L'uomo che sussurrava ai cani
Quando l’uomo ha “inventato” il cane, il mondo è diventato un posto migliore. Questo accade all’incirca 15mila anni fa, ma noi non ne parleremo perché il concetto è prettamente umano.
I cani non parlano la nostra lingua, anche se la imparano. Benché siano capaci di risolvere problemi basilari, prendere iniziative, scegliere, discernere situazioni ed avvertire pericoli, non parlano e non calcolano.
Il calcolo e l’astrazione sono aspetti tipicamente nostri. I cani non sanno farlo, sanno reagire ad uno stimolo con uno stato d’animo, conoscono la paura, l’eccitazione, il piacere, la gioia, la gratificazione e rispondono nella loro lingua a questa serie di stimoli con una serie di azioni. Queste sono dettate dalla loro natura che ha un bacino di anni e anni di evoluzione e routine comportamentali.
A volte non li capiamo e viceversa, e quindi si crea una frattura.
Noi esseri umani abbiamo il “domani”, i cani no. Non esiste astrazione per i nostri amici: quello che accade in quell’esatto istante è tutto il loro mondo. Noi lo abbiamo chiamato “qui e ora”, la natura lo chiama sopravvivenza.
Ed ecco che ci troviamo ad ammirare assorti una coccola, un gioco tra amici a quattro zampe, una corsa in un prato, vissuti con una foga a volte quasi sconsiderata, non vedendone il parallelo con il nostro mondo.
Se il vostro mondo finisse tutto lì, senza un seguito, solo in quel momento anche per voi una carezza, un gesto, un pasto, assumerebbero lo stesso enorme valore. E forse riscopriremmo quella voglia di vivere appassionatamente, voglia che, presi dai pensieri di questa selvaggia e caotica vita, spesso ci sfugge.
Questa è la parte poetica che della cinofilia viene snobbata… e anche un po’ della vita.

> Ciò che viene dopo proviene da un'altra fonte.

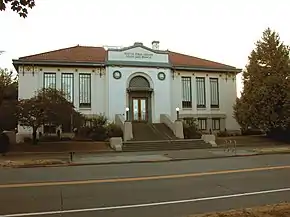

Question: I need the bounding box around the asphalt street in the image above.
[0,154,290,217]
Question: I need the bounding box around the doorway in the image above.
[131,97,148,122]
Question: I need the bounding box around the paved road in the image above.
[0,154,290,217]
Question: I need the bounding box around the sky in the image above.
[0,0,290,96]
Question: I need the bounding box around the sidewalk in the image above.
[0,146,290,167]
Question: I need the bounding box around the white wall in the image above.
[171,71,240,130]
[106,67,171,122]
[108,47,168,63]
[18,67,106,132]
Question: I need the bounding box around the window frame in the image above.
[181,76,193,109]
[79,73,92,108]
[211,118,221,130]
[195,77,206,108]
[60,73,74,103]
[43,72,56,89]
[197,118,208,130]
[209,78,220,108]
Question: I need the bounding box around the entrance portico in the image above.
[127,75,153,122]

A volte la vita del binomio uomo-cane porta il soggetto “sviluppato” a dover scontrarsi con quella che è la propria natura, istinti atavici che serbiamo dentro di noi e troppo spesso censuriamo in favore di cose più “umane”. Ci emozioniamo troppo poco e calcoliamo molto di più.
Il cane lo sa e continua ad emozionarsi ed emozionarci lo stesso, pur vivendo i grandi drammi del mondo moderno: quelle macchine che sfrecciano, i forti rumori, la solitudine. Una volta le case erano popolate, bisognava fare la guardia a quel branco o a quel gregge, bisognava difendersi dai lupi. Ma mentre i cugini lupi sono rimasti sulle montagne, al freddo, a campare alla giornata come i clochard della loro specie, ai nostri amici sono rimaste case calde, confortevoli ma eternamente vuote.

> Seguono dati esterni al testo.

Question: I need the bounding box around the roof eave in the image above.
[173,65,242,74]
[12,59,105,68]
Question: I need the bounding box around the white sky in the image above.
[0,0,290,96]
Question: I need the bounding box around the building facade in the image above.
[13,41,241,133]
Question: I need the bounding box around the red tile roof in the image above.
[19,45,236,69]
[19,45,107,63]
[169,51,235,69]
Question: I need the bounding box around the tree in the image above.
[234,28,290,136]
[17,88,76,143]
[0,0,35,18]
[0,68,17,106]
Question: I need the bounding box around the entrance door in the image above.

Tutti guardano il danno fisico, pochi quello morale, soprattutto per una specie che non parla.
E così tu puoi non dargli cibo per tre giorni o acqua per due, fargli sopportare il freddo e gli stenti, farlo correre per chilometri senza farlo affaticare, ma sai come si distrugge un essere nel profondo della sua anima? Relegandolo nella solitudine della superficialità del “c’è anche domani”. Lui, che un domani non ha.
Soprattutto in questo momento così complesso per via del Covid, un augurio nasce spontaneo, che tutti possiamo imparare ad emozionarci ancora come fanno i nostri amici a quattro zampe. Loro ci insegnano senza mai giudicare, a vivere il momento con intensità. Dare quella carezza, porgere la zampa, condividere un boccone ed emozionarsi del grande dono del presente, che scaccia un po’ i pensieri del domani e ci porta nella dimensione giusta, l’unica che c’è. Qui e ora.